Wenn wir Glück haben, ist das Ende eines Satzes der Punkt, an dem wir vielleicht anfangen können. Wenn wir Glück haben, wird etwas weitergereicht, ein weiteres Alphabet unserem Blut eingeschrieben, den Sehnen und Nervenzellen; Ahnen, die ihrer Nachkommenschaft den stillen Drang aufbürden, nach Süden zu fliegen, auf jenen Ort in der Erzählung zuzuhalten, den niemand überdauern sollte.

Jenes Mal, als ich im Nagelstudio mitbekam, wie du eine Kundin über einen kürzlichen Verlust trösten wolltest. Während du ihre Nägel lackiertest, sprach sie unter Tränen. "Ich habe mein Baby verloren, mein Kleines, Julie. Ich kann es nicht glauben, sie war meine Stärkste, meine Älteste." Du hast genickt, die Augen nüchtern über der Maske. "Ist gut, ist gut", hast du auf Englisch gesagt, "nicht weinen. Deine Julie", fragtest du dann, "wie ist gestorben?"

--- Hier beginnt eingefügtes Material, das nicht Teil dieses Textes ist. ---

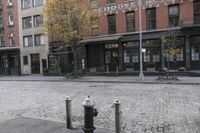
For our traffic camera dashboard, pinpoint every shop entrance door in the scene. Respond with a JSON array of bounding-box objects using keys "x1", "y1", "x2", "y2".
[
  {"x1": 31, "y1": 54, "x2": 40, "y2": 74},
  {"x1": 106, "y1": 49, "x2": 119, "y2": 71}
]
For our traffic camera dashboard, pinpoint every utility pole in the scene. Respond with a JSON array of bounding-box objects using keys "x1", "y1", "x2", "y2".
[{"x1": 138, "y1": 0, "x2": 144, "y2": 80}]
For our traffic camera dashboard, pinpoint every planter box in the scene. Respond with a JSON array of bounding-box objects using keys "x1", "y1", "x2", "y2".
[{"x1": 147, "y1": 67, "x2": 156, "y2": 72}]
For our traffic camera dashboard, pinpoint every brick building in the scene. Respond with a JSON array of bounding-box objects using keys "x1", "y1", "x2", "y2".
[
  {"x1": 80, "y1": 0, "x2": 200, "y2": 72},
  {"x1": 0, "y1": 0, "x2": 20, "y2": 75},
  {"x1": 18, "y1": 0, "x2": 48, "y2": 74}
]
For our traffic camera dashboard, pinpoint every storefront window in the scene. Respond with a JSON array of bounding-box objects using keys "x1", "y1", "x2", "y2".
[
  {"x1": 153, "y1": 48, "x2": 160, "y2": 62},
  {"x1": 192, "y1": 46, "x2": 199, "y2": 61},
  {"x1": 132, "y1": 50, "x2": 138, "y2": 63},
  {"x1": 106, "y1": 51, "x2": 110, "y2": 63},
  {"x1": 105, "y1": 43, "x2": 118, "y2": 49},
  {"x1": 176, "y1": 47, "x2": 183, "y2": 61},
  {"x1": 124, "y1": 51, "x2": 130, "y2": 63},
  {"x1": 190, "y1": 36, "x2": 200, "y2": 61},
  {"x1": 144, "y1": 49, "x2": 150, "y2": 62}
]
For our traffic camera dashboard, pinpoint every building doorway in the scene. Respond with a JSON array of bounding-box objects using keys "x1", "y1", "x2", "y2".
[
  {"x1": 31, "y1": 54, "x2": 40, "y2": 74},
  {"x1": 105, "y1": 43, "x2": 119, "y2": 71}
]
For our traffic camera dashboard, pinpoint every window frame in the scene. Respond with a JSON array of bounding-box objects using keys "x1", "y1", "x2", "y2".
[
  {"x1": 193, "y1": 0, "x2": 200, "y2": 24},
  {"x1": 34, "y1": 34, "x2": 45, "y2": 46},
  {"x1": 168, "y1": 4, "x2": 180, "y2": 27},
  {"x1": 107, "y1": 14, "x2": 117, "y2": 34},
  {"x1": 107, "y1": 0, "x2": 116, "y2": 4},
  {"x1": 146, "y1": 8, "x2": 157, "y2": 30},
  {"x1": 126, "y1": 11, "x2": 135, "y2": 32},
  {"x1": 21, "y1": 0, "x2": 32, "y2": 9},
  {"x1": 23, "y1": 35, "x2": 33, "y2": 47},
  {"x1": 33, "y1": 0, "x2": 44, "y2": 7},
  {"x1": 23, "y1": 55, "x2": 28, "y2": 65},
  {"x1": 33, "y1": 15, "x2": 43, "y2": 27},
  {"x1": 22, "y1": 16, "x2": 33, "y2": 29}
]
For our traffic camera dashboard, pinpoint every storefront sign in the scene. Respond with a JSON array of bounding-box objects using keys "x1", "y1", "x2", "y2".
[{"x1": 97, "y1": 0, "x2": 175, "y2": 13}]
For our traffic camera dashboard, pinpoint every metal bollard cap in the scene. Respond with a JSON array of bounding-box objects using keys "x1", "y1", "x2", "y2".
[
  {"x1": 83, "y1": 96, "x2": 94, "y2": 107},
  {"x1": 65, "y1": 96, "x2": 71, "y2": 101}
]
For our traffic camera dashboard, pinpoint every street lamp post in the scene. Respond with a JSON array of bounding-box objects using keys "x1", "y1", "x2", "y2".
[{"x1": 138, "y1": 0, "x2": 144, "y2": 80}]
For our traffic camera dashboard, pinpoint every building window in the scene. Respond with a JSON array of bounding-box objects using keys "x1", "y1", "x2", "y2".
[
  {"x1": 169, "y1": 5, "x2": 179, "y2": 27},
  {"x1": 23, "y1": 56, "x2": 28, "y2": 65},
  {"x1": 34, "y1": 34, "x2": 45, "y2": 46},
  {"x1": 106, "y1": 51, "x2": 111, "y2": 64},
  {"x1": 126, "y1": 12, "x2": 135, "y2": 32},
  {"x1": 22, "y1": 17, "x2": 32, "y2": 29},
  {"x1": 8, "y1": 14, "x2": 14, "y2": 26},
  {"x1": 8, "y1": 0, "x2": 13, "y2": 6},
  {"x1": 124, "y1": 50, "x2": 130, "y2": 63},
  {"x1": 193, "y1": 1, "x2": 200, "y2": 24},
  {"x1": 22, "y1": 0, "x2": 32, "y2": 9},
  {"x1": 108, "y1": 14, "x2": 116, "y2": 34},
  {"x1": 23, "y1": 35, "x2": 33, "y2": 47},
  {"x1": 190, "y1": 36, "x2": 200, "y2": 61},
  {"x1": 132, "y1": 50, "x2": 138, "y2": 63},
  {"x1": 144, "y1": 49, "x2": 150, "y2": 62},
  {"x1": 108, "y1": 0, "x2": 115, "y2": 4},
  {"x1": 8, "y1": 33, "x2": 15, "y2": 47},
  {"x1": 33, "y1": 0, "x2": 43, "y2": 6},
  {"x1": 176, "y1": 47, "x2": 183, "y2": 61},
  {"x1": 0, "y1": 36, "x2": 4, "y2": 47},
  {"x1": 146, "y1": 8, "x2": 156, "y2": 30},
  {"x1": 152, "y1": 48, "x2": 160, "y2": 62},
  {"x1": 34, "y1": 15, "x2": 43, "y2": 27},
  {"x1": 191, "y1": 45, "x2": 199, "y2": 61}
]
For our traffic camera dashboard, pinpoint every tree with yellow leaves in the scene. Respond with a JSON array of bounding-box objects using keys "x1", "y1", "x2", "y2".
[{"x1": 43, "y1": 0, "x2": 98, "y2": 77}]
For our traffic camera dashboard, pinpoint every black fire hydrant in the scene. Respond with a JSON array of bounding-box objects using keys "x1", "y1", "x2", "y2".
[{"x1": 83, "y1": 96, "x2": 98, "y2": 133}]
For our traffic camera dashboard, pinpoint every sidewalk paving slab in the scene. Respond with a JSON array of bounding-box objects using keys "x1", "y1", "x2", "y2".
[{"x1": 0, "y1": 117, "x2": 114, "y2": 133}]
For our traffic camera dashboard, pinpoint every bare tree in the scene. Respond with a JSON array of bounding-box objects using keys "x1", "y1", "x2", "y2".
[{"x1": 161, "y1": 27, "x2": 180, "y2": 78}]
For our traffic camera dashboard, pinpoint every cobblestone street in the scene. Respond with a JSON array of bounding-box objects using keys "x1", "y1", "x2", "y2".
[{"x1": 0, "y1": 81, "x2": 200, "y2": 133}]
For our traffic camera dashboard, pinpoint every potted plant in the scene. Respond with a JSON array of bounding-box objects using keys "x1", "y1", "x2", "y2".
[{"x1": 146, "y1": 62, "x2": 156, "y2": 72}]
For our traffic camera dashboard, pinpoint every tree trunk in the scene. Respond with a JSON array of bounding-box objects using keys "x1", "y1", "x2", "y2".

"Krebs", sagte die Frau. "Und auch noch im Garten! Sie ist gleich da auf der verdammten Wiese hinterm Haus gestorben." Du hast ihre Hand hingelegt, deinen Mundschutz abgenommen. Krebs. Du hast dich vorgebeugt. "Meine Mama auch, sie von Krebs gestorben." Im Raum wurde es still. Deine Kollegen rutschten auf ihren Stühlen hin und her. "Aber was passiert in Garten, warum sie da gestorben?" Die Frau wischte ihre Augen. "Da hat sie gelebt. Julie war mein Pferd."

Du hast genickt, deinen Mundschutz wieder übergestreift und ihre Nägel weiterlackiert. Als die Frau gegangen war, hast du die Maske quer durch den Raum geschleudert. "Ein Scheißpferd?", hast du auf Vietnamesisch gesagt. "Verdammt noch mal, ich wollte schon Blumen am Grab der Tochter ablegen!" Für den Rest des Tages, während du an der einen oder anderen Hand arbeitetest, hast du immer wieder aufgesehen und gerufen: "Es war nur ein dummes Pferd!", und wir haben gelacht.

Jenes Mal mit dreizehn, als ich endlich Stopp sagte. Deine Hand in der Luft, mein Wangenknochen brennend vom ersten Schlag. »Schluss, Ma. Hör auf. Bitte.« Ich sah dich hart an, so wie ich inzwischen gelernt hatte, in die Augen derer zu starren, die mich schikanierten. Du hast dich abgewandt, bist wortlos in deinen braunen Wollmantel geschlüpft und zum Laden gegangen. "Ich hole Eier", sagtest du über die Schulter, als ob nichts gewesen wäre.

Doch wir wussten beide, du würdest mich nie wieder schlagen.